La ciencia no es la única forma de conocimiento, por lo que debe respetar a otros saberes y entenderse con ellos. La ciencia no está fuera de la sociedad. Esto significa que debe compartir el espacio de lo “verdadero” con saberes que usan otras formas de validación, otro tipo de evidencia y otras metodologías de indagación. Un buen ejemplo son los conocimientos ancestrales de pueblos originarios. A economistas, sociólogos e ingenieros les ha costado entender, cuando se enfrentan a comunidades que se resisten a proyectos energéticos o mineros, que la naturaleza y función del agua o la tierra no se definen únicamente en papers. No se trata de menospreciar el conocimiento científico, sino de no caer en la tentación de creer que no hay nada fuera de la ciencia. Sería hacerle un flaco favor a una práctica que nació para expandir el mundo, no para cerrarlo.

Los grandes temas científicos deben discutirse socialmente. Células madres, la matriz energética, los transgénicos o la nanotecnología: son problemas que superan con creces las preguntas científicas. Se trata de asuntos donde está en juego nuestro entendimiento de la vida, el rol que le otorgamos a la naturaleza o hacia dónde queremos que vaya nuestro desarrollo. Los elementos científicos son, por tanto, inseparables de los éticos, políticos o culturales. Repensar la ciencia en Chile obliga a un gesto de humildad y a abrir la conversación sobre sus resultados, más allá de los expertos.

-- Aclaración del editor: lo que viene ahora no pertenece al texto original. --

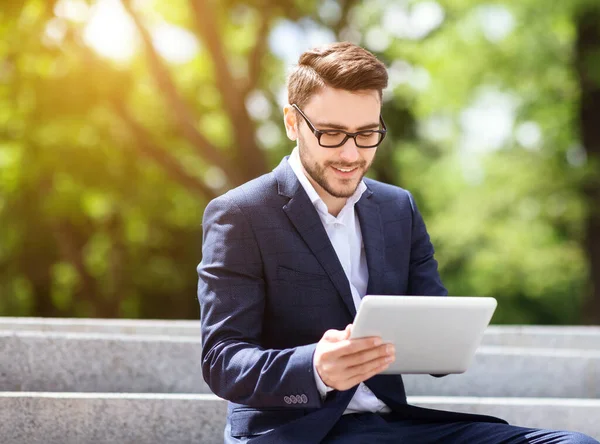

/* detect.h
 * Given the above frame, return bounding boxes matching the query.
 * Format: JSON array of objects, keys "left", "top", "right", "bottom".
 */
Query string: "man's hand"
[{"left": 314, "top": 324, "right": 395, "bottom": 390}]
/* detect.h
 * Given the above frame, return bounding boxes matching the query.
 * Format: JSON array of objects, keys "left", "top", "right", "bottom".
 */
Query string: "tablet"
[{"left": 350, "top": 296, "right": 497, "bottom": 374}]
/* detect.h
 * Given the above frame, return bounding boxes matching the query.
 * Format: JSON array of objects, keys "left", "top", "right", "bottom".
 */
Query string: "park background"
[{"left": 0, "top": 0, "right": 600, "bottom": 324}]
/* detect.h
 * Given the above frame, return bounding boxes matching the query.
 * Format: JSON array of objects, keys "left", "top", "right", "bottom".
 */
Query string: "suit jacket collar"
[{"left": 274, "top": 157, "right": 383, "bottom": 318}]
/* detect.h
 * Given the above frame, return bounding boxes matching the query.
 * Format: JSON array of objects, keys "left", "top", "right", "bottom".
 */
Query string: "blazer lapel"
[
  {"left": 274, "top": 157, "right": 356, "bottom": 318},
  {"left": 355, "top": 189, "right": 385, "bottom": 294}
]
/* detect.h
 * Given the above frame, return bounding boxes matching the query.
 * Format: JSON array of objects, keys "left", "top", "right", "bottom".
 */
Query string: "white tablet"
[{"left": 351, "top": 296, "right": 497, "bottom": 374}]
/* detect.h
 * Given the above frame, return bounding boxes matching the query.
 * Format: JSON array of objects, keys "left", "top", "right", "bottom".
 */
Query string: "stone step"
[
  {"left": 0, "top": 392, "right": 600, "bottom": 444},
  {"left": 0, "top": 317, "right": 600, "bottom": 350},
  {"left": 0, "top": 331, "right": 600, "bottom": 398}
]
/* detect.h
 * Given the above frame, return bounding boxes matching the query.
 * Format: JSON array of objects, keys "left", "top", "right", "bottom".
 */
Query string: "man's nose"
[{"left": 340, "top": 137, "right": 360, "bottom": 163}]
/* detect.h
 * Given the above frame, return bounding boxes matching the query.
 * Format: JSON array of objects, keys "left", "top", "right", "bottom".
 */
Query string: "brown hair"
[{"left": 287, "top": 42, "right": 388, "bottom": 108}]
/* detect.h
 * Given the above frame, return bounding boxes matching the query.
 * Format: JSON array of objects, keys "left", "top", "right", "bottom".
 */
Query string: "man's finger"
[{"left": 323, "top": 327, "right": 347, "bottom": 342}]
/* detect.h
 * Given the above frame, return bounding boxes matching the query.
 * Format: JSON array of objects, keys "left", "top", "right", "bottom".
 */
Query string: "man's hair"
[{"left": 287, "top": 42, "right": 388, "bottom": 108}]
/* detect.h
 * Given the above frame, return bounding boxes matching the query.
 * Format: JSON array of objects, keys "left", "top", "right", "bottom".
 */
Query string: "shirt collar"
[{"left": 288, "top": 146, "right": 367, "bottom": 212}]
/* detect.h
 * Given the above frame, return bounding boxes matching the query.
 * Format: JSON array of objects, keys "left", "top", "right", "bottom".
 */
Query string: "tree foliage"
[{"left": 0, "top": 0, "right": 600, "bottom": 323}]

La investigación científica en el corazón del debate educacional. La discusión sobre la reforma continuará de manera intensa en nuestro futuro próximo. Y enhorabuena. Pero ojalá no se limite al debate sobre financiamiento y gestión. Un gran debate educacional también debería reponer la curiosidad y la indagación como motores del aprendizaje, tanto en la escuela como en la propia universidad. Necesitamos jóvenes con ganas de explorar y cuestionar, y que vean en la ciencia el arte de la duda y no sólo una carrera para quienes les gustan las matemáticas o la biología. Tomando en cuenta que prácticamente la totalidad de la investigación científica se realiza dentro de las universidades, es fundamental formar a las nuevas generaciones en un entendimiento más rico y global del conocimiento y sus límites.